Why is she set so far, so far above me,

And yet not altogether raised above?

I would give all the world that she should love me,

My soul that she should never learn to love.”—Mary Coleridge.

“The channels here are open.”

As the days went by the words remained with me. I recognised their truth. Nature was pouring through me in a way I had never known before. I had gone for a walk that afternoon after the sudden storm, and tried to think things out. It was all useless. I could only feel. The stream of this strange new point of view had swept me from known moorings; I was in deep water now; there was exhilaration in the rush of an unaccustomed tide. One part of me, hourly fading, weighed, criticised and judged; another part accepted and was glad. It was like the behaviour of a divided personality.

“Your brain of To-day asks questions, while your soul of long ago remembers and is sure.”

I was constantly in the presence of Mrs. LeVallon. My “brain” was active with a thousand questions. The answers pointed all one way. This woman, so humbly placed in life to-day, rose clearer and clearer before me as the soul that Julius claimed to be of ancient lineage. Respect increased in me with every word, with every act, with every gesture. Her mental training, obviously, was small, and of facts that men call knowledge she had but few; but in place of these recent and artificial acquirements she possessed a natural and spontaneous intelligence that was swiftly understanding. She seized ideas though ignorant of the words that phrased them; she grasped conceptions that have to be hammered into minds the world regards as well equipped—seized them naïvely, yet with exquisite comprehension. Something in her discriminated easily between what was transitory and what was real, and the glory of this world made evidently small appeal to her. No ordinary ambition of vulgar aims was hers. Fame and position were no bait at all; she cared nothing about being “somebody.” There was a touch of unrest and impatience about her when she spoke of material things that most folk value more than honour, some even more than character. Something higher, yet apparently forgotten, drew her after it. The pursuit of pleasure and sensation scarcely whispered to her at all, and though her self-esteem was strong, personal vanity in the little sense was quite a negligible quantity.
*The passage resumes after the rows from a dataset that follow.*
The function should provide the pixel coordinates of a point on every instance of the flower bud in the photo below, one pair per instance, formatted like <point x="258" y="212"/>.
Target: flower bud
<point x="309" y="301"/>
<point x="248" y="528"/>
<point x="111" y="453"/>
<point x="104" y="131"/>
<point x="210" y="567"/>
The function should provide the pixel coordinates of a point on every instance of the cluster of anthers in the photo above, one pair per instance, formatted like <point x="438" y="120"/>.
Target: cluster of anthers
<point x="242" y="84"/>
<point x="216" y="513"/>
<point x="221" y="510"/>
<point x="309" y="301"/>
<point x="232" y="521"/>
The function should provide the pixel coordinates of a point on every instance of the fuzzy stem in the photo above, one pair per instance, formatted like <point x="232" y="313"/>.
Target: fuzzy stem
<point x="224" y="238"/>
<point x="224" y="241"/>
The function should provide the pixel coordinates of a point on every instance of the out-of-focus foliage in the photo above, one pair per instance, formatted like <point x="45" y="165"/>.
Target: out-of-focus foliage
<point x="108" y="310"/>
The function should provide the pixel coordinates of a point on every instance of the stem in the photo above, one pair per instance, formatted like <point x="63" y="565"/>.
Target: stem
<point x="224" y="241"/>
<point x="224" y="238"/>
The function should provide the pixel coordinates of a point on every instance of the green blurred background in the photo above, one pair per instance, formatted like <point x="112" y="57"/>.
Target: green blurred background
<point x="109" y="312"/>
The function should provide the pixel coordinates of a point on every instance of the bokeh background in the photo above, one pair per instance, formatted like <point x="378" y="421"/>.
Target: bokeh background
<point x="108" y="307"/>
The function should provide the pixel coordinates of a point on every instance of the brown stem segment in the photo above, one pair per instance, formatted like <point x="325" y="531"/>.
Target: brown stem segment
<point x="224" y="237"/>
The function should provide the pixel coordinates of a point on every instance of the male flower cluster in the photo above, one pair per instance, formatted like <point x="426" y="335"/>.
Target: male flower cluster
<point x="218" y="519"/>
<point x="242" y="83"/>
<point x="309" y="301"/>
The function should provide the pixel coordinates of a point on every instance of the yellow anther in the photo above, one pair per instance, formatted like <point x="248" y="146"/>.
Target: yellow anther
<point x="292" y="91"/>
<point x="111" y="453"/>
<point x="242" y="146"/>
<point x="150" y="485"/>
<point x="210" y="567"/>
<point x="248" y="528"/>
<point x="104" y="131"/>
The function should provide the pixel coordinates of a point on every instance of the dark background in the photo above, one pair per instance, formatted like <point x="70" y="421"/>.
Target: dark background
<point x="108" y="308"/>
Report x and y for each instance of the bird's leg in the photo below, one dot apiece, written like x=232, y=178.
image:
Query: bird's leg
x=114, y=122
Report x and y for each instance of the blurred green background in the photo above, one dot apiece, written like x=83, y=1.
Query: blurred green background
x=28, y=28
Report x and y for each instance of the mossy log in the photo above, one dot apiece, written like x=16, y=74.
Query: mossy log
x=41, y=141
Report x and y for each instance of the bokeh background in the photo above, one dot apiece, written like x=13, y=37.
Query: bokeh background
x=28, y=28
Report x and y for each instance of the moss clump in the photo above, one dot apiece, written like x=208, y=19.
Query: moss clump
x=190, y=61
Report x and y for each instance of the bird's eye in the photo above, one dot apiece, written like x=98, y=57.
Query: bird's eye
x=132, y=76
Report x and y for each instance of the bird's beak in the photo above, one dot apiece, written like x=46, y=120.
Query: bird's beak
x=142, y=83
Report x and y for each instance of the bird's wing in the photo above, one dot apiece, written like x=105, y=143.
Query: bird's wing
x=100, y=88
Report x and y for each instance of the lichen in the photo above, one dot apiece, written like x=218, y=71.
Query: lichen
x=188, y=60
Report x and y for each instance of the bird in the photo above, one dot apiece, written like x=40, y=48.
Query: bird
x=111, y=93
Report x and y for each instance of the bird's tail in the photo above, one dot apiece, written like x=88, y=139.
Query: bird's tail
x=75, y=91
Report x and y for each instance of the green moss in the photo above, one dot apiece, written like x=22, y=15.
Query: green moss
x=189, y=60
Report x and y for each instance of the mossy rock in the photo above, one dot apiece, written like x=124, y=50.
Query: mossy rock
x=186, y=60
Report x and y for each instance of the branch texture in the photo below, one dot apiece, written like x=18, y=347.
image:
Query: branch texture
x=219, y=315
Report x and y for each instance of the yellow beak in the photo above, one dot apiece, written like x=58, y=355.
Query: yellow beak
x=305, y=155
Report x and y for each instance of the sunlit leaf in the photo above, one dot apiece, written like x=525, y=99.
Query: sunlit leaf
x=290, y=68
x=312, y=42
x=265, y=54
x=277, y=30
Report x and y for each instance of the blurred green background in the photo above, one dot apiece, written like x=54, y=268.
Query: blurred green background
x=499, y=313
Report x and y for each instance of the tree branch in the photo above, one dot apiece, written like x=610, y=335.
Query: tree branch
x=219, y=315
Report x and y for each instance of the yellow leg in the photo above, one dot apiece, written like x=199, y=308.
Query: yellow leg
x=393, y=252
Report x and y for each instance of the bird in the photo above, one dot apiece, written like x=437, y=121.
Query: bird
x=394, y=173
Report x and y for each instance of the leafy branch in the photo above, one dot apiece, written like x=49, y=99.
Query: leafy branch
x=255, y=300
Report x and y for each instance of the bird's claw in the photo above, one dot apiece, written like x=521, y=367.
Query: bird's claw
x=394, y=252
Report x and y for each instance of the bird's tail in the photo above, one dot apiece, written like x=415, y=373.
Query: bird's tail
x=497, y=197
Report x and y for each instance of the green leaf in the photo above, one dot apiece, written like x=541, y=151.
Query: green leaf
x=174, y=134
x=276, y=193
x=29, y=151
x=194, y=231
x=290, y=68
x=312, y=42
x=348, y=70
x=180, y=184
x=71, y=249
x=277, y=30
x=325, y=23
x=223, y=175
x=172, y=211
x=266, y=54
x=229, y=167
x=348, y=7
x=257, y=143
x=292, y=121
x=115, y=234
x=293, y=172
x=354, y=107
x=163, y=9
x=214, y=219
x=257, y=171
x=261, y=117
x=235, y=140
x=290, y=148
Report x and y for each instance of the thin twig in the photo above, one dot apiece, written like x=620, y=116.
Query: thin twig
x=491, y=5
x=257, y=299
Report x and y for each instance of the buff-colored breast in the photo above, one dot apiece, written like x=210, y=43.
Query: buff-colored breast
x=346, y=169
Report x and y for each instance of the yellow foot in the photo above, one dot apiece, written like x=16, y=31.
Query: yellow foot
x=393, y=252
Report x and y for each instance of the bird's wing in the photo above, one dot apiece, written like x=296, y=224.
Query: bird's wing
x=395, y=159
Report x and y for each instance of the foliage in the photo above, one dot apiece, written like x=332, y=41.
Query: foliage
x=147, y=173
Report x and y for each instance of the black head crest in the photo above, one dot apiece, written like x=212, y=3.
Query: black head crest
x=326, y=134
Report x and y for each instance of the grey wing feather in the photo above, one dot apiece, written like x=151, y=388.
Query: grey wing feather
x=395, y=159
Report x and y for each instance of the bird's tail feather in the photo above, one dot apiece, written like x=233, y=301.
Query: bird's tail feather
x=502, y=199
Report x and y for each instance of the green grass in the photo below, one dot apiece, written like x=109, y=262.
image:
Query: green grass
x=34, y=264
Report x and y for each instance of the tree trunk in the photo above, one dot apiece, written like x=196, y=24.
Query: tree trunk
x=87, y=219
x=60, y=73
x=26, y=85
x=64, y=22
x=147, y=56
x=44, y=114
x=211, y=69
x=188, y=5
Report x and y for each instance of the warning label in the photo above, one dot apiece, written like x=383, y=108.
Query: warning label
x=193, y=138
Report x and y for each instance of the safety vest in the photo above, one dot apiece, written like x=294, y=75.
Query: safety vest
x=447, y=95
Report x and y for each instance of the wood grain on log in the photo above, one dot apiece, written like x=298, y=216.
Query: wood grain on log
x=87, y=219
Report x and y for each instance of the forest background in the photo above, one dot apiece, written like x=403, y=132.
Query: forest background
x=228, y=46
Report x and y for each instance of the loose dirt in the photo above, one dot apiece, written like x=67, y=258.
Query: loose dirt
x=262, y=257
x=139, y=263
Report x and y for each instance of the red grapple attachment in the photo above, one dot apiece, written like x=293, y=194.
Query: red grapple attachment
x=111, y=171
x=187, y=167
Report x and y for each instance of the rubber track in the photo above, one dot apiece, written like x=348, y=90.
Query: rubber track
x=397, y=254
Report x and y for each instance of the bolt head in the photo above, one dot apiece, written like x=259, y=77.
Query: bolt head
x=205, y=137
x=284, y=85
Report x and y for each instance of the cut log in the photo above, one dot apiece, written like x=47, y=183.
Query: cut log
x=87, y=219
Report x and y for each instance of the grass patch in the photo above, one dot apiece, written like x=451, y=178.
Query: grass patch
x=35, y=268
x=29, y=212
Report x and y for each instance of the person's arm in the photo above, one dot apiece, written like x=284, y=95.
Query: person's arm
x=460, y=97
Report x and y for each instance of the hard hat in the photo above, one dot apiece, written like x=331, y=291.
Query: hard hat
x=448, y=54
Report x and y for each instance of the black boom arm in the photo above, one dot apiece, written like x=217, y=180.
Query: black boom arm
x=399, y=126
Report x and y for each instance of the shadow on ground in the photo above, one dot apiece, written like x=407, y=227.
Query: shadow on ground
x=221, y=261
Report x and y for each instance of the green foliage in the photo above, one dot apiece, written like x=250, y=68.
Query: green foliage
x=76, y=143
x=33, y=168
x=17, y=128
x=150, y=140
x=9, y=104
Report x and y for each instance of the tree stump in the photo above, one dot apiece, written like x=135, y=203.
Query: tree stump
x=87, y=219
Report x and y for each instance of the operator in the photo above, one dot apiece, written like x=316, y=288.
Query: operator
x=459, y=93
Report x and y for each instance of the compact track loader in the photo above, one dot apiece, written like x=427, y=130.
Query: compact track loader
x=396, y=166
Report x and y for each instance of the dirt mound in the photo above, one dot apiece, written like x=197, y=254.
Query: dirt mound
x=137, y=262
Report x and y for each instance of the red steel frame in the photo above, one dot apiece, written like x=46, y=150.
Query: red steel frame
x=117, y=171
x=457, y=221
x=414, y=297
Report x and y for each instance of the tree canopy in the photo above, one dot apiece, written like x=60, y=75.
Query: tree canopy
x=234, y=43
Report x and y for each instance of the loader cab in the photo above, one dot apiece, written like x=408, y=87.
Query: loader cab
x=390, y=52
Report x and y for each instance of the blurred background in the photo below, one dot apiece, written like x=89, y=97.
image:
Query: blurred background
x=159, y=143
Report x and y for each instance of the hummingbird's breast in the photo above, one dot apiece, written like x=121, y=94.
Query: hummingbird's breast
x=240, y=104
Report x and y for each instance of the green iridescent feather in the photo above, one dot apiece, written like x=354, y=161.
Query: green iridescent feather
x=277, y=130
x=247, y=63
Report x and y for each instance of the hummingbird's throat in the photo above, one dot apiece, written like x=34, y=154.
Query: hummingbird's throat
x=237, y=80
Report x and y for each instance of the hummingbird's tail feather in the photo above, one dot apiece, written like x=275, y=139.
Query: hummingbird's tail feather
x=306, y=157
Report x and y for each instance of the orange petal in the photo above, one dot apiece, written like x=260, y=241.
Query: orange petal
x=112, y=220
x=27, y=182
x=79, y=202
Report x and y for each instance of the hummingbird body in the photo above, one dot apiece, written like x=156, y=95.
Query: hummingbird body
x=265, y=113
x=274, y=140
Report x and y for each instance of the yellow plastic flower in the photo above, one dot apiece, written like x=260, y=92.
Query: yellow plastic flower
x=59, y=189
This young wife had greatness in her. Domestic servant though she certainly had been, she was distinguished in her very bones. A clear ray of mental guidance and intuition ran like a gleam behind all her little blunders of speech and action. To her, it was right and natural, for instance, that her husband’s money should mostly be sent away to help those who were without it. “We’re much better this way,” she remarked lightly, remembering, perhaps, the life of detailed and elaborate selfishness she once had served, “and anyhow I can’t wear two dresses at the same time, can I? Or live in two houses—what’s the good of all that? But for those who like it,” she added, “I expect it’s right enough. They need it—to learn, or something. I’ve been in families of the best that didn’t want for anything—but really they had nothing at all.” It was in the little things I caught the attitude. Although conditions here made it impossible to test it, I had more and more the impression, too, that she possessed insight into the causes of human frailty, and understood temptations she could not possibly have experienced personally in this present life.